Each evaluation is a window into an AI model, not a perfect readout of how it has always performed, Solaiman said. But she hopes to be able to identify and stop the harm that AI can do, as shocking examples have emerged, including when players of the game AI Dungeon used GPT-3 to generate text describing sex scenes involving children. “This is an extreme situation that we cannot afford,” Solaiman said.
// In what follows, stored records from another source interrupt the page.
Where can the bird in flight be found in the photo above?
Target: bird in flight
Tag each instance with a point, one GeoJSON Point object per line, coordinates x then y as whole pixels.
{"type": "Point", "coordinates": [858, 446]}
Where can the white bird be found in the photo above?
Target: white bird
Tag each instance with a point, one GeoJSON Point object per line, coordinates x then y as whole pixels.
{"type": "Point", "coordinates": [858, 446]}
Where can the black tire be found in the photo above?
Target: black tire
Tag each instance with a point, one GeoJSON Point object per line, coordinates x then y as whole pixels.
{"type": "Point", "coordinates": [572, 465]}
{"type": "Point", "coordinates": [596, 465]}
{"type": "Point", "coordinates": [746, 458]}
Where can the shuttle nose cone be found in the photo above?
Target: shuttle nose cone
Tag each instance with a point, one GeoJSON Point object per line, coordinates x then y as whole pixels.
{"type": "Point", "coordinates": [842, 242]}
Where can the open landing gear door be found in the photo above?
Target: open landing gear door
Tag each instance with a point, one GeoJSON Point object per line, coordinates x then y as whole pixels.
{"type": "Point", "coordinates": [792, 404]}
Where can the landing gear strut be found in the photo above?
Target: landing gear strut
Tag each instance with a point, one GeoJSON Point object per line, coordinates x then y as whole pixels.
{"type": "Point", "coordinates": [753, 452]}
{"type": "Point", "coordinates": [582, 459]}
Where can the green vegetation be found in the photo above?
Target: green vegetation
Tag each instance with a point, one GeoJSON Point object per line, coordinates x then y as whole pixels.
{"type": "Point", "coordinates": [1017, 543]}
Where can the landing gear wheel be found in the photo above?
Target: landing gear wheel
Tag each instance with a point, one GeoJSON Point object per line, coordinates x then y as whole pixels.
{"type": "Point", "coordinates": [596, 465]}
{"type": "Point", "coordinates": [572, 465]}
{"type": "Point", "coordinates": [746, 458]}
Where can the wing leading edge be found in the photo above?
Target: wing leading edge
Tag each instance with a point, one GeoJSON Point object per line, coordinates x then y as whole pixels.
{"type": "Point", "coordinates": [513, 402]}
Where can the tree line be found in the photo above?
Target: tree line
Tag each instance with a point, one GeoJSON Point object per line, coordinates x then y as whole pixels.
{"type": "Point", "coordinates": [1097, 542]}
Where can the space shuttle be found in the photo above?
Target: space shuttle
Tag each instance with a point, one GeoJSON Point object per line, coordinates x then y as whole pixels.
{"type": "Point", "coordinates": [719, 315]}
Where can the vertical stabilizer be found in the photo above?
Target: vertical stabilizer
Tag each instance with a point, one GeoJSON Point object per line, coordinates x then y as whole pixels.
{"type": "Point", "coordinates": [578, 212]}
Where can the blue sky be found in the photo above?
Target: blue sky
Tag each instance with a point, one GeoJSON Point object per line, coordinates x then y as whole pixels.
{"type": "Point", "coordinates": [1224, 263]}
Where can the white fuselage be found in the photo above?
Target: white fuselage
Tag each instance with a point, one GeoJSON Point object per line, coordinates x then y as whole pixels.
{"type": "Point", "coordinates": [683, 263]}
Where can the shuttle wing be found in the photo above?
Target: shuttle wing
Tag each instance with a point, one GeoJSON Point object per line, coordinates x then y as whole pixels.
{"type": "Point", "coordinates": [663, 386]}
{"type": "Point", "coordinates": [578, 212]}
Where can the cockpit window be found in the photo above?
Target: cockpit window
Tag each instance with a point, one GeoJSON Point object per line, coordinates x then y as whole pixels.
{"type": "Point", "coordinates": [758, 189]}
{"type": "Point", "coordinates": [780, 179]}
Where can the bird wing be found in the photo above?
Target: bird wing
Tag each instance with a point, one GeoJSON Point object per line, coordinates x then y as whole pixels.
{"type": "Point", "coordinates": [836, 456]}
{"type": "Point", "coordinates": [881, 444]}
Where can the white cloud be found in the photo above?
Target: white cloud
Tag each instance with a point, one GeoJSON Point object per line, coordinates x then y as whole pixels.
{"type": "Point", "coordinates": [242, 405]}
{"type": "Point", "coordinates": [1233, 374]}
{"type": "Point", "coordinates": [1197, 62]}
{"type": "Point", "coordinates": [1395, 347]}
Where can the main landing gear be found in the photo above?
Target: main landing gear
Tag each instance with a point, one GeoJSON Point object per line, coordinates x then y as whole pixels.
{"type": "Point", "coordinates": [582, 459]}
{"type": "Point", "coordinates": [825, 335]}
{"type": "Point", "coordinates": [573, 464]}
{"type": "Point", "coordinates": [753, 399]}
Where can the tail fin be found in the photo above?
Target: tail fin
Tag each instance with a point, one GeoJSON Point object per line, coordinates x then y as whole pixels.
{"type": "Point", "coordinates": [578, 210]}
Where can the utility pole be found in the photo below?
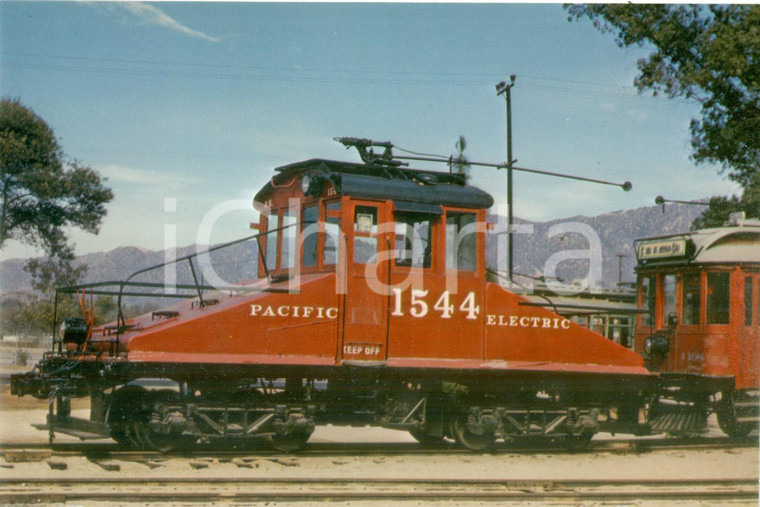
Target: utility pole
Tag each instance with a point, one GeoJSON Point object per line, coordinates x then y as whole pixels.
{"type": "Point", "coordinates": [505, 88]}
{"type": "Point", "coordinates": [621, 256]}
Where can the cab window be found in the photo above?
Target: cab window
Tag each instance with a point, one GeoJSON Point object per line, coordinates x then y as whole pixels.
{"type": "Point", "coordinates": [461, 241]}
{"type": "Point", "coordinates": [270, 257]}
{"type": "Point", "coordinates": [332, 233]}
{"type": "Point", "coordinates": [749, 304]}
{"type": "Point", "coordinates": [413, 239]}
{"type": "Point", "coordinates": [718, 297]}
{"type": "Point", "coordinates": [288, 243]}
{"type": "Point", "coordinates": [669, 297]}
{"type": "Point", "coordinates": [309, 231]}
{"type": "Point", "coordinates": [365, 234]}
{"type": "Point", "coordinates": [691, 299]}
{"type": "Point", "coordinates": [647, 295]}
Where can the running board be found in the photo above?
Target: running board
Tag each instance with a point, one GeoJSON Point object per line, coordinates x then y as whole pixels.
{"type": "Point", "coordinates": [83, 429]}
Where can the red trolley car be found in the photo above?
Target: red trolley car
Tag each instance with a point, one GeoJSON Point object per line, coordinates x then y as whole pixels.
{"type": "Point", "coordinates": [700, 291]}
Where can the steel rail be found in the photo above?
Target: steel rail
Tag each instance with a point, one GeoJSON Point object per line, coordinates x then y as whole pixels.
{"type": "Point", "coordinates": [104, 450]}
{"type": "Point", "coordinates": [145, 489]}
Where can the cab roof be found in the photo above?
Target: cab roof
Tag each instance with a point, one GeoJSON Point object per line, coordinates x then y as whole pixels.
{"type": "Point", "coordinates": [737, 242]}
{"type": "Point", "coordinates": [378, 182]}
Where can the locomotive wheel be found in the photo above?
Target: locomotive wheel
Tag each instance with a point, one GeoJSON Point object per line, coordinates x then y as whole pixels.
{"type": "Point", "coordinates": [149, 438]}
{"type": "Point", "coordinates": [121, 419]}
{"type": "Point", "coordinates": [469, 439]}
{"type": "Point", "coordinates": [289, 443]}
{"type": "Point", "coordinates": [727, 415]}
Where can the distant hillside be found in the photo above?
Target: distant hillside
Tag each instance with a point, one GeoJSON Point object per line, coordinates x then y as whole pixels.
{"type": "Point", "coordinates": [616, 232]}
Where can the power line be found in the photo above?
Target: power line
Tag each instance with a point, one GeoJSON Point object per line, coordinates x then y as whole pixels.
{"type": "Point", "coordinates": [416, 78]}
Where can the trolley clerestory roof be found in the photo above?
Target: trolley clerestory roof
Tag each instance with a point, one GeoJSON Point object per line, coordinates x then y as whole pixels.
{"type": "Point", "coordinates": [384, 183]}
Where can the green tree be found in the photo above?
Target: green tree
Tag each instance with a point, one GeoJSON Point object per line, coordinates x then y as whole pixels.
{"type": "Point", "coordinates": [43, 192]}
{"type": "Point", "coordinates": [721, 207]}
{"type": "Point", "coordinates": [708, 53]}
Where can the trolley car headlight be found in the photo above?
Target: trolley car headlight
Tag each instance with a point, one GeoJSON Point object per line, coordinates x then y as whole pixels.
{"type": "Point", "coordinates": [311, 184]}
{"type": "Point", "coordinates": [657, 345]}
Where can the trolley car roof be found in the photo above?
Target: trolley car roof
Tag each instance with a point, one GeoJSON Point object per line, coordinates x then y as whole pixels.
{"type": "Point", "coordinates": [737, 243]}
{"type": "Point", "coordinates": [384, 183]}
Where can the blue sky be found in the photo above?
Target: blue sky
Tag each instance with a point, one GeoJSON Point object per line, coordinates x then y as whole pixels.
{"type": "Point", "coordinates": [198, 102]}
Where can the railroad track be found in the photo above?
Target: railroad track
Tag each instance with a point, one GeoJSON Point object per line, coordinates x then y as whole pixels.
{"type": "Point", "coordinates": [260, 489]}
{"type": "Point", "coordinates": [107, 449]}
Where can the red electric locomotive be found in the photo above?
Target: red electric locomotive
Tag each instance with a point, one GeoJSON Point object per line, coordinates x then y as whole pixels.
{"type": "Point", "coordinates": [371, 307]}
{"type": "Point", "coordinates": [699, 291]}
Solaiman’s latest research at Hugging Face finds that from 2018 to 2022, large tech companies take an increasingly closed approach to the generative models they release. This trend has accelerated with Alphabet’s AI teams at Google and DeepMind, and the phased release of GPT-2. Companies that protect their breakthroughs as trade secrets can also make the frontiers of AI more difficult for resource-poor and marginalized researchers, Solaiman said.
Closed versions are reversing a historical trend in natural language processing as more and more money is poured into large language models. Researchers have traditionally shared details about training datasets, parameter weights, and code to improve reproducibility of results.
“We know less and less about which database systems to train or how to evaluate them, especially for the most powerful systems released as products,” said Alex Tamkin, a PhD student at Stanford University. “His work focuses on large language models.
He thinks those in the field of AI ethics have raised public awareness of why it’s dangerous to move fast and break things when technology is deployed to billions of people. It would have been much worse without this work in recent years.
In fall 2020, Tamkin co-chaired a workshop on the societal implications of large language models with OpenAI’s policy director Miles Brundage. The interdisciplinary group highlighted the need for industry leaders to develop ethical standards and take steps such as bias assessment and avoidance of certain use cases prior to deployment.
Tamkin believes that external AI audit services need to grow alongside AI-based companies, as internal assessments often fall short. He believes that participatory evaluation methods that include community members and other stakeholders have great potential to increase democratic participation in the creation of AI models.
Merve Hickock, director of research at the University of Michigan’s Center for AI Ethics and Policy, said trying to get companies to put aside or burst the AI hype, self-regulate and adopt ethical principles isn’t enough. Protecting human rights means moving beyond the conversation about what is moral to what is legal, she said.
DAIR’s Hickok and Hanna are both watching the EU finalize its AI bill this year for how it will treat models that generate text and images. Hickok said she is particularly interested in how European lawmakers deal with liability for damages involving models created by companies such as Google, Microsoft and OpenAI.
“There are some things that need to be enforced because we’ve seen over and over again that if it’s not enforced, these companies will continue to break the mold and continue to push profits over rights, profits over communities,” Hickok said.
While policy is discussed in Brussels, the stakes remain high. A drop in Alphabet’s stock price wiped about $100 billion off its market value the day after Bard’s demo went wrong. “This is the first time I’ve seen a loss of wealth due to a language model error on this scale,” Hannah said. However, she’s not optimistic that this will persuade the company to slow down the rollout. “My guess is it’s not really going to be a cautionary tale.”